Submitted photo

Kansans may now purchase a 4-H distinctive license plate in county treasurers’ offices across the state. The official 4-H license plate reflects the Head, Heart, Hands and Health in the 4-H pledge.
The iconic clover logo was selected by club members across the state as the official plate design.
“It was important to involve youth club members in this historic process,” Jake Worcester, Kansas 4-H Foundation President/CEO, said.
“We partnered with 4-H club leaders and K-State Research and Extension agents and used this opportunity to engage youth in learning more about the legislative process. When it came to the design, there was no question 4-H members needed to choose the look of the plate,” Worcester said.

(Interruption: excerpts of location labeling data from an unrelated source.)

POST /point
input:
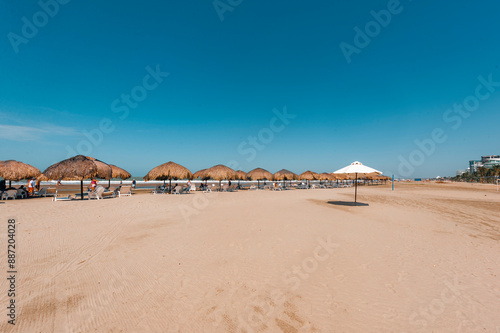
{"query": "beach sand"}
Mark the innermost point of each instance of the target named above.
(424, 258)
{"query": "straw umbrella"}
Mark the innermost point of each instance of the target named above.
(169, 170)
(357, 169)
(259, 174)
(284, 175)
(325, 176)
(75, 168)
(117, 172)
(309, 175)
(15, 170)
(241, 175)
(220, 172)
(104, 171)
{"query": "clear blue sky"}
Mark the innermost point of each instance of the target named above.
(226, 77)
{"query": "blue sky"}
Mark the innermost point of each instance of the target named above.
(225, 78)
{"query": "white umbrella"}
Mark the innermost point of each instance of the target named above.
(357, 168)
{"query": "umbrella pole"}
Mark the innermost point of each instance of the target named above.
(356, 191)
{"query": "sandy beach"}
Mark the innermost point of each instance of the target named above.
(423, 258)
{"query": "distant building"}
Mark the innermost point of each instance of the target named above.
(486, 162)
(490, 161)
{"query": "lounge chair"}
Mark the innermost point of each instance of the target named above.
(67, 198)
(42, 192)
(177, 190)
(21, 193)
(12, 194)
(125, 190)
(97, 194)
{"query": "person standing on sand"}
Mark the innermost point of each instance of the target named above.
(30, 187)
(93, 184)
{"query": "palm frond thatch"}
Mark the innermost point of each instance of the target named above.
(285, 174)
(309, 175)
(260, 174)
(168, 171)
(242, 175)
(200, 174)
(75, 168)
(15, 170)
(104, 171)
(119, 172)
(220, 172)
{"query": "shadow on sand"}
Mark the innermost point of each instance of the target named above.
(346, 203)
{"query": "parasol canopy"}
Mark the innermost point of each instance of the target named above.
(15, 170)
(357, 169)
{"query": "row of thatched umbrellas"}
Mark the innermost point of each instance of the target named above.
(83, 167)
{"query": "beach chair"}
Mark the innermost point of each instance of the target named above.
(97, 194)
(12, 194)
(20, 193)
(125, 190)
(42, 192)
(67, 198)
(50, 192)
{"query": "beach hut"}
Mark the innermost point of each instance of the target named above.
(309, 175)
(168, 171)
(357, 169)
(285, 175)
(241, 175)
(117, 172)
(220, 172)
(104, 171)
(259, 174)
(14, 170)
(75, 168)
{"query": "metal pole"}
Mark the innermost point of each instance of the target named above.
(356, 191)
(81, 189)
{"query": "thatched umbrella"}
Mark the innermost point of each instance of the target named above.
(284, 175)
(168, 171)
(75, 168)
(220, 172)
(117, 172)
(309, 175)
(259, 174)
(104, 171)
(325, 176)
(241, 175)
(14, 170)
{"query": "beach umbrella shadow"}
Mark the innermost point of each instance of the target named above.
(347, 203)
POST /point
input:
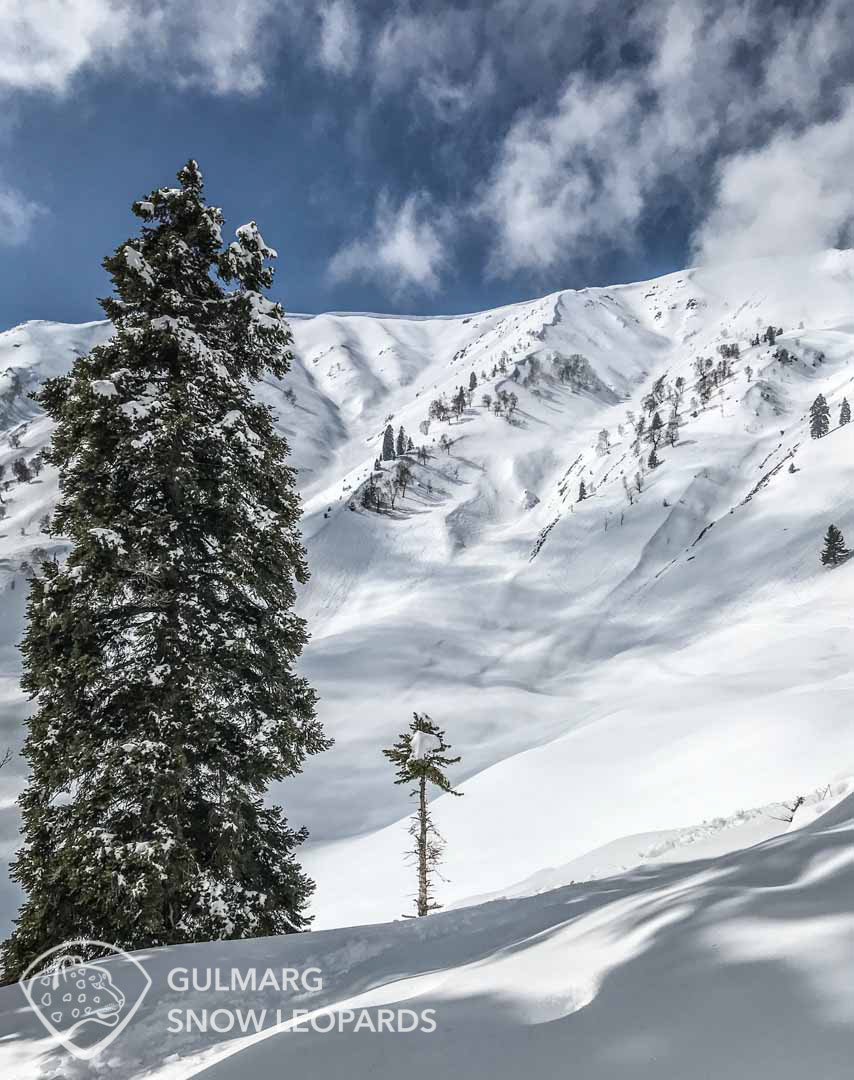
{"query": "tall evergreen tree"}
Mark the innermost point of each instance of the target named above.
(835, 550)
(420, 755)
(161, 655)
(819, 417)
(388, 444)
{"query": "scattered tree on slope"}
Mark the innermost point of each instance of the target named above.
(420, 755)
(835, 550)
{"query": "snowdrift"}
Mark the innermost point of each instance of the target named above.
(730, 967)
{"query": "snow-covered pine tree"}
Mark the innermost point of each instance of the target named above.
(835, 550)
(420, 755)
(819, 417)
(161, 655)
(388, 444)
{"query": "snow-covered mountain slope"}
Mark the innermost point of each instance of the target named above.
(605, 667)
(731, 967)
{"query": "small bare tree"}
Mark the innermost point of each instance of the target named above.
(421, 758)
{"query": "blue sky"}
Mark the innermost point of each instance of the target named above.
(428, 158)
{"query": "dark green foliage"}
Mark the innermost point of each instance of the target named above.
(421, 757)
(819, 417)
(161, 656)
(459, 402)
(22, 471)
(835, 550)
(431, 766)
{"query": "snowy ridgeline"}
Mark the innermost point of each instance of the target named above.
(737, 966)
(663, 651)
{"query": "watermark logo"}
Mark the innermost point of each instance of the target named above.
(85, 1004)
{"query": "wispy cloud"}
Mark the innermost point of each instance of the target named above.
(340, 37)
(729, 92)
(224, 46)
(404, 250)
(792, 194)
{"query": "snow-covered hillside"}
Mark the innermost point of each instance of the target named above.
(606, 667)
(731, 967)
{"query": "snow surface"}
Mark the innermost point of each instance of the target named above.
(611, 674)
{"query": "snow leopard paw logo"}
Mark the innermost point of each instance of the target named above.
(77, 994)
(84, 1004)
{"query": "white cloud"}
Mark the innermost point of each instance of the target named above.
(340, 37)
(405, 247)
(224, 46)
(17, 215)
(722, 81)
(436, 57)
(43, 44)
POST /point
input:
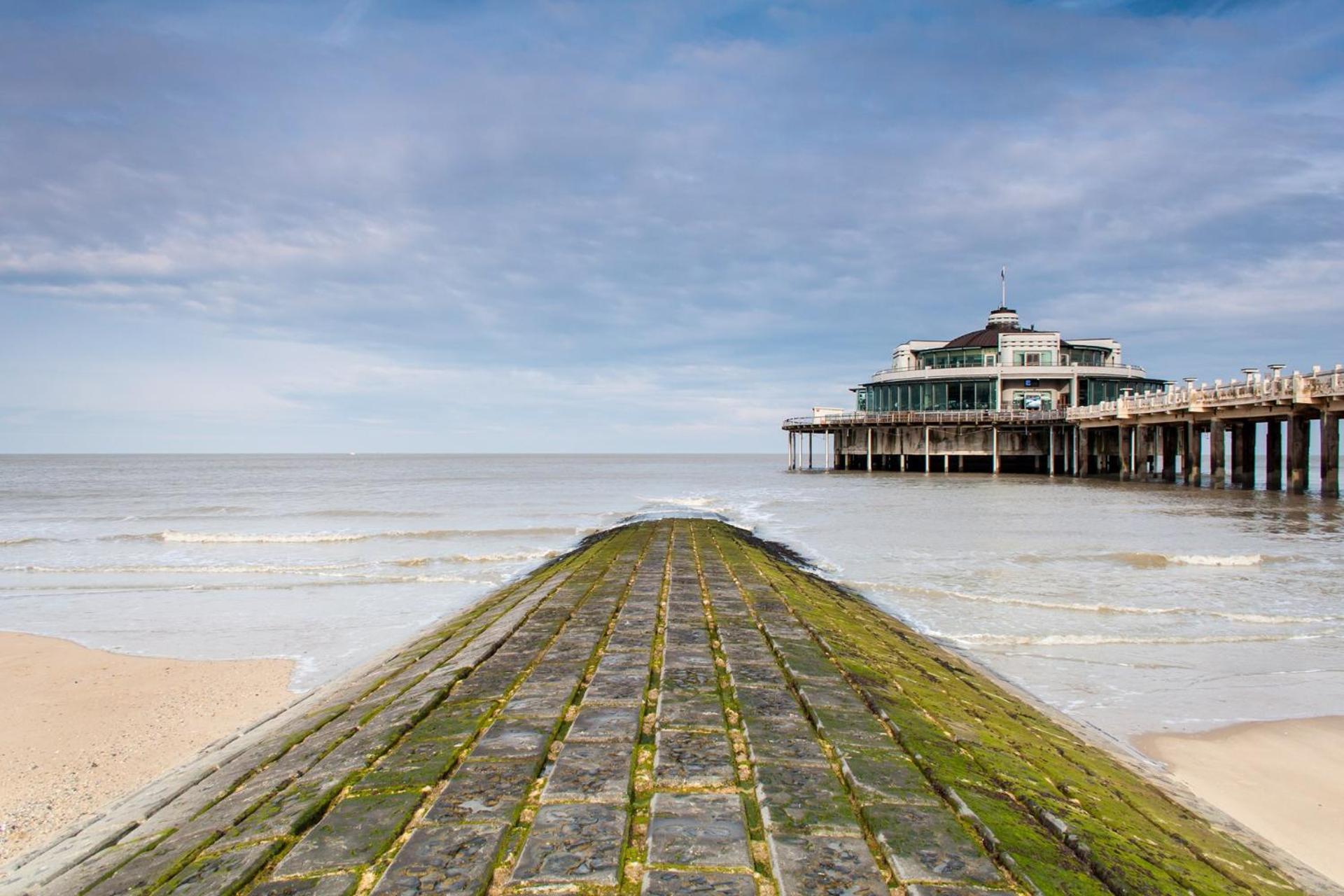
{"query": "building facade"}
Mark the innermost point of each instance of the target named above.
(1003, 365)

HB2174 was signed by Kansas 4-H alumnus Gov. Sam Brownback in April 2017. Rep. Ken Rahjes, another Kansas 4-H alumnus, introduced the bill in the Kansas House of Representatives. Kansas 4-H Youth Leadership Council member Marissa Randel testified in support of the measure before the House Transportation Committee. Following the signing of the bill, more than 500 individuals across the state signed a form in support of the license plate, which allowed for production of the plate to begin.
“The overwhelming statewide support of this initiative speaks to the pride Kansans have in our 4-H program. We have one of the strongest 4-H youth development programs in the nation. This license plate is a way to show support for the youth who pledge their head, heart, hands and health to bettering our communities, country and world,” Worcester said. “We’re excited to see clover plates throughout the state.”
To purchase a plate during the standard registration renewal process, residents will be asked to pay a one-time distinctive plate fee and make an annual $50 tax-deductible contribution which will be divided three ways. The county where the plate was purchased receives $10. The Kansas 4-H program receives $30 for marketing and growth initiatives, and the Kansas 4-H Foundation receives $10 to defray administrative costs associated with the program.
The Kansas 4-H Foundation provides private support and services benefitting the state’s 4-H program. The Foundation’s projects include – Rock Springs 4-H Center, the nation’s largest privately owned and operated 4-H camp and conference facility – as well as support for awards, trips scholarships, publications, financial services and 4-H alumni programs. The Foundation also owns the K-State Clovia Scholarship House.